FIG. 7 is a flowchart of an exemplary process of a sequential Θ-sketch generator, according to an embodiment of the present teaching. The process commences in step 710, wherein the Θ-sketch generator receives a data element from an input data stream. In step 720, a hash value for the data element is computed in accordance with a hashing model.


In step 730, a query is performed to determine whether the computed hash value of the data element is smaller than a threshold (Θ) associated with the Θ-sketch. If the response to the query is negative, the process loops back to step 710 to process the next element of the data stream. However, if the response to the query if affirmative, the process moves to step 740.


In step 740, the hash value associated with the data element is added to the Θ-sketch. The process then proceeds to step 750, wherein a further query is performed to determine whether a size of the Θ-sketch (i.e., number of samples included in the Θ-sketch) is greater than the predetermined size of K elements. If the response to the query is negative, the process loops back to step 710.

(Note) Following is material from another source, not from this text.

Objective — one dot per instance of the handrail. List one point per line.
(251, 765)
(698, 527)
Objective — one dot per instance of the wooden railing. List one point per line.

However, if the response to the query in step 750 is affirmative, the process proceeds to step 760, wherein the size of the Θ-sketch is maintained at the pre-determined value (K), and largest sample in the Θ-sketch (i.e., the largest hash value computed thus far) is assigned to the threshold (Θ). In other words, as stated previously, once the size of the Θ-sketch reaches the predetermined value of K, each update that inserts a new sample (i.e., new hash value) into the sketch, correspondingly also removes the largest sample in the sketch. The largest sample is assigned as the new threshold value Θ. Thereafter, the process loops back to step 710 to process the next data element of the input data stream.



FIG. 8 depicts an exemplary high-level system diagram of a data analytics engine 130, according to an embodiment of the present teaching. The data analytics engine 130 includes a data receiving unit 801, a data processing unit 803, and a data transmitting unit 805.


The data receiving unit 801 receives data sketches that are generated by the respective data owners. Upon receiving the data sketches, the data processing unit 803 combines the data sketches to generate combined data. By one embodiment, the data processing unit 803 performs data sketch operations (e.g., set operations, theta-operations, etc.) to generate combined data based on the set map rules 807. The data transmitting unit 805 may be configured to transmit the combined data to at least some of the data owners based on certain criteria e.g., business agreements between the data owners etc.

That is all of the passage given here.